Fancher’s journey started with ten years in graduate school, tackling a research analysis and ultimately, a grueling 593 page analysis. Not only does he pull out an overhead projector and encourage students to speak up, but he also shares his passion through interactive experiences like bringing in the skulls of animals to observe and crickets for his students to eat. Fancher takes time to make sure his students get a full perspective on life in varying cultures, and what better way than letting them be interactive and a part of what is going on around them.
Fancher uses resources like TED Talks, NOVA and National Geographic documentaries to host class discussions. Hearing the opinions and ideas of others is part of what Fancher values about his job. Fancher inspires students to host an open mind, sparking curiousity of exploring cultures.
One of Fancher’s most resonating experiences came from his time spent in the Central African Republic. As part of his doctoral field research, he spent time with the Aka and Bofi forest foragers (historically known as Pygmies). They are a traditional hunter-gatherer society who hunt, butcher, and share rainforest species to eat. While lately they are starting to take up the practice of planting small seasonal crops, most of their crops come from trade with neighboring villages. The Aka trade and associate with 15 different tribes. The Aka people consist of about 30,000 individuals and relationships are valuable. It is often the husband helping out a wife with caring for infants.

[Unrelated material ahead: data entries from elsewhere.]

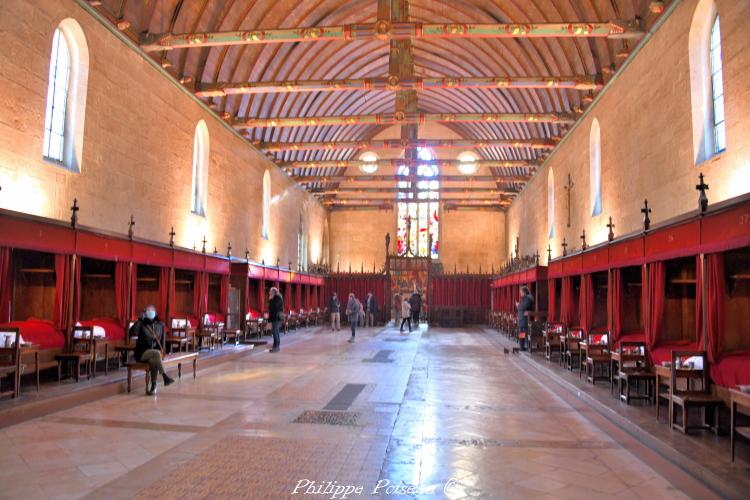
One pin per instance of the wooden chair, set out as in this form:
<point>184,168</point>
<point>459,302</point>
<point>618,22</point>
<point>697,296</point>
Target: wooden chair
<point>691,398</point>
<point>633,371</point>
<point>572,352</point>
<point>552,339</point>
<point>231,332</point>
<point>597,356</point>
<point>82,352</point>
<point>10,361</point>
<point>207,333</point>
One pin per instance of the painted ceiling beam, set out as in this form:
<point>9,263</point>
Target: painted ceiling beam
<point>279,147</point>
<point>394,190</point>
<point>464,199</point>
<point>310,179</point>
<point>400,118</point>
<point>394,84</point>
<point>401,162</point>
<point>386,30</point>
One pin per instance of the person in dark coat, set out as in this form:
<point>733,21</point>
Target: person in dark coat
<point>523,307</point>
<point>148,348</point>
<point>275,316</point>
<point>416,307</point>
<point>371,309</point>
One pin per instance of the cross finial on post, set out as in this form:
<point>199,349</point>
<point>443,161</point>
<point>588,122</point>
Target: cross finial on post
<point>74,213</point>
<point>611,226</point>
<point>702,187</point>
<point>646,219</point>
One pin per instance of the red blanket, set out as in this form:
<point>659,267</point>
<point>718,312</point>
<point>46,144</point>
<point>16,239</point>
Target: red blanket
<point>732,370</point>
<point>112,328</point>
<point>39,332</point>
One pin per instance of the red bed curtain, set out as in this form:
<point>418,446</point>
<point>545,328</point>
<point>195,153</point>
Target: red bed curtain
<point>586,307</point>
<point>62,291</point>
<point>656,299</point>
<point>224,297</point>
<point>715,304</point>
<point>6,284</point>
<point>567,304</point>
<point>551,308</point>
<point>615,304</point>
<point>165,280</point>
<point>121,292</point>
<point>200,294</point>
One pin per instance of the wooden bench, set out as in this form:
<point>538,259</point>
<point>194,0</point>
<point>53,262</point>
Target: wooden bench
<point>167,361</point>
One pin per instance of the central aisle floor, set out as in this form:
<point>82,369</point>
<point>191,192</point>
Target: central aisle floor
<point>444,412</point>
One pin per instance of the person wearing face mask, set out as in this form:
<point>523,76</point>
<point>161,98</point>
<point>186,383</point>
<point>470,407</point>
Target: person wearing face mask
<point>148,347</point>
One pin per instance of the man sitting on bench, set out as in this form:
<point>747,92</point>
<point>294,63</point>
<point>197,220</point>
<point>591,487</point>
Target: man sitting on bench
<point>148,347</point>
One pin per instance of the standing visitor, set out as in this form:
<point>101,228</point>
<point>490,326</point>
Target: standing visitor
<point>275,316</point>
<point>396,309</point>
<point>416,307</point>
<point>335,307</point>
<point>523,306</point>
<point>405,314</point>
<point>353,310</point>
<point>371,308</point>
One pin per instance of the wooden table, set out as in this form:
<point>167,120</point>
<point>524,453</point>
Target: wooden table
<point>664,376</point>
<point>738,399</point>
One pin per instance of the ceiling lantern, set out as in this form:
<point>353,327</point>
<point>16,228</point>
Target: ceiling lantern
<point>370,163</point>
<point>467,163</point>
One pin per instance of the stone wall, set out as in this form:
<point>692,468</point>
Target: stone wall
<point>137,149</point>
<point>646,142</point>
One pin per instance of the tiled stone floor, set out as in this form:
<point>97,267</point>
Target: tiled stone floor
<point>448,415</point>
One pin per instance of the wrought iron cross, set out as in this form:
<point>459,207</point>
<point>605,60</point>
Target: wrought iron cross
<point>702,187</point>
<point>646,219</point>
<point>569,188</point>
<point>74,213</point>
<point>611,226</point>
<point>131,223</point>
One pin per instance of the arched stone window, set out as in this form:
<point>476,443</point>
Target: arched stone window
<point>266,204</point>
<point>551,204</point>
<point>418,218</point>
<point>200,169</point>
<point>595,168</point>
<point>66,96</point>
<point>706,82</point>
<point>370,166</point>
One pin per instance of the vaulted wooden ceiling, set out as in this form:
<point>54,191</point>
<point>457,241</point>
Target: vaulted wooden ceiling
<point>303,76</point>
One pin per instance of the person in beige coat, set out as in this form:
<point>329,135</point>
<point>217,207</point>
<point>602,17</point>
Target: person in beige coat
<point>405,314</point>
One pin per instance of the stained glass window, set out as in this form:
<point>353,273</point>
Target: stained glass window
<point>57,99</point>
<point>418,213</point>
<point>717,89</point>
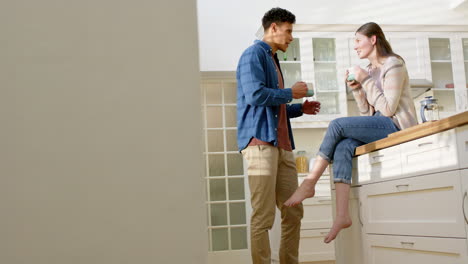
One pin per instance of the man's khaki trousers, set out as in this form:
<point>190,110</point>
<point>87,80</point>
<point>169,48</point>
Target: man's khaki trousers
<point>272,180</point>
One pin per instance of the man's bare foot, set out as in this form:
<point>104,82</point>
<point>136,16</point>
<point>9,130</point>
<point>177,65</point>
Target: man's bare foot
<point>338,224</point>
<point>306,190</point>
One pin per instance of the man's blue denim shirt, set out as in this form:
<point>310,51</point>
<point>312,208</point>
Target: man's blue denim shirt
<point>259,97</point>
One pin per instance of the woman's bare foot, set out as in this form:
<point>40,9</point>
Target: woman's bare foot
<point>338,224</point>
<point>306,190</point>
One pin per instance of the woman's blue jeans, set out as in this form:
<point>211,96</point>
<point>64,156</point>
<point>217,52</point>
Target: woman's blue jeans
<point>345,134</point>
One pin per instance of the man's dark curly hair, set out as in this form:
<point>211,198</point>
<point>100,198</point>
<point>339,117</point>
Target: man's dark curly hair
<point>277,15</point>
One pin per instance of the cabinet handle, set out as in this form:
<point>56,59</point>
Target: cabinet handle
<point>359,213</point>
<point>463,206</point>
<point>426,143</point>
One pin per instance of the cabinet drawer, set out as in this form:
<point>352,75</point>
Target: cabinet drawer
<point>429,205</point>
<point>462,143</point>
<point>379,165</point>
<point>312,248</point>
<point>322,188</point>
<point>317,213</point>
<point>381,249</point>
<point>430,154</point>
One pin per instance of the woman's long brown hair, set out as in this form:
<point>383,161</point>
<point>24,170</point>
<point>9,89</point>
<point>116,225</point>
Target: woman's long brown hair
<point>383,46</point>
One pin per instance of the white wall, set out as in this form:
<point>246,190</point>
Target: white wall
<point>96,165</point>
<point>228,27</point>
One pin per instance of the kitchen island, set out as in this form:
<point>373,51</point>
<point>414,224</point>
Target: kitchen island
<point>409,197</point>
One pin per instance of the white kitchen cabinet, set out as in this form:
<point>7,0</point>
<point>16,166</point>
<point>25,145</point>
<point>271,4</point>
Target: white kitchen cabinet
<point>413,50</point>
<point>464,179</point>
<point>379,165</point>
<point>383,249</point>
<point>437,152</point>
<point>322,66</point>
<point>419,216</point>
<point>462,143</point>
<point>317,213</point>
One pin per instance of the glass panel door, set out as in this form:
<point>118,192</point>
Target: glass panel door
<point>465,58</point>
<point>290,62</point>
<point>325,74</point>
<point>442,76</point>
<point>225,179</point>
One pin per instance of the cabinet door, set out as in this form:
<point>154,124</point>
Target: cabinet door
<point>462,143</point>
<point>464,177</point>
<point>429,205</point>
<point>413,51</point>
<point>381,249</point>
<point>312,248</point>
<point>348,244</point>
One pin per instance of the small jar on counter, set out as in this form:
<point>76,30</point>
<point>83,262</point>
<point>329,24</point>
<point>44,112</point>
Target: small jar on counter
<point>302,164</point>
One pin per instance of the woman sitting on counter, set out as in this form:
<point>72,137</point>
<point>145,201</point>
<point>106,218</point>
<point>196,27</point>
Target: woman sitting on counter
<point>382,93</point>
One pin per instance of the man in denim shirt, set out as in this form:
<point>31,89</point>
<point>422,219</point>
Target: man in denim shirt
<point>265,137</point>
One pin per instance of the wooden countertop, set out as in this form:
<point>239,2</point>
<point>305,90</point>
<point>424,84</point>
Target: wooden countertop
<point>415,132</point>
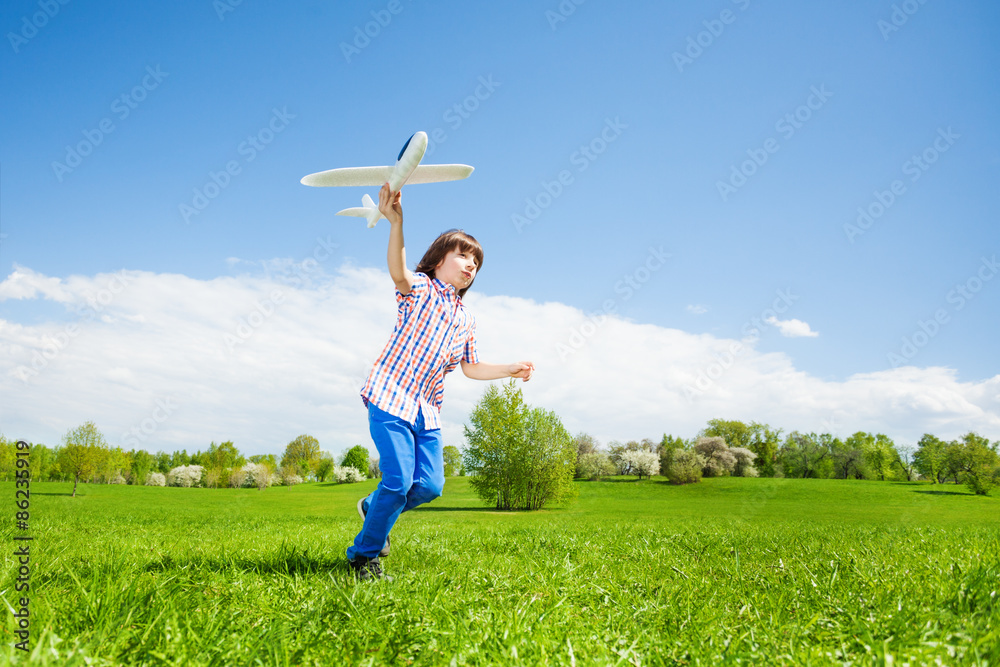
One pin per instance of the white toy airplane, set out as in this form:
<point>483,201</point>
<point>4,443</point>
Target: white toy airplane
<point>406,170</point>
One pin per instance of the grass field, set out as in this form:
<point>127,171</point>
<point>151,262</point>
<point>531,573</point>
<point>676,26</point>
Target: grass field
<point>728,571</point>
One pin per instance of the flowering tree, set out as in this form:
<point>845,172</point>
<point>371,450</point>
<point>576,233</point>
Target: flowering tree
<point>156,479</point>
<point>744,462</point>
<point>347,475</point>
<point>686,467</point>
<point>642,463</point>
<point>595,465</point>
<point>719,461</point>
<point>185,476</point>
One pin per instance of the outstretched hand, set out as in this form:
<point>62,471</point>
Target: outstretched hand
<point>390,204</point>
<point>521,369</point>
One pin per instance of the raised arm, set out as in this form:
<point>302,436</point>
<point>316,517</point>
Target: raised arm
<point>481,371</point>
<point>390,204</point>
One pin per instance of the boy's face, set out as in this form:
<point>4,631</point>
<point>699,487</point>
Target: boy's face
<point>458,268</point>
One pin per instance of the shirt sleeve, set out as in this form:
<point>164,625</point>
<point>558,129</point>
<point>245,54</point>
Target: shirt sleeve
<point>471,355</point>
<point>405,303</point>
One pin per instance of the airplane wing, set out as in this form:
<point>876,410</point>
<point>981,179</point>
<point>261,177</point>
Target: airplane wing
<point>376,176</point>
<point>436,173</point>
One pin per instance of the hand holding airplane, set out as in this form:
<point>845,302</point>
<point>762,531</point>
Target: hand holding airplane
<point>406,170</point>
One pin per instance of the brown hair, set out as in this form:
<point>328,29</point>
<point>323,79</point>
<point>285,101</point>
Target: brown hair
<point>453,239</point>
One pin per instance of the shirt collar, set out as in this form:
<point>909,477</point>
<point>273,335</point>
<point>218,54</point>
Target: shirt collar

Fancher was challenged by the Aka lifestyle that includes walking five to twenty kilometers a day in a hot, humid climate. Aka tribe members barely sweat but Fancher was drenched. The Akas were also more agile and Fancher more clumsy. Fancher reports that the Akas were very kind and welcoming hosts. Fancher loves teaching his students about the Aka culture since he had the privilege to experience it himself for months.
Fancher grabs student’s attention with exciting stories about snakes, parasites, diseases and insects, before launching into a lecture. “We are fundamentally similar, only the specific cultural expressions differ,” Fancher says. This is the foundation of what Fancher teaches in his classroom.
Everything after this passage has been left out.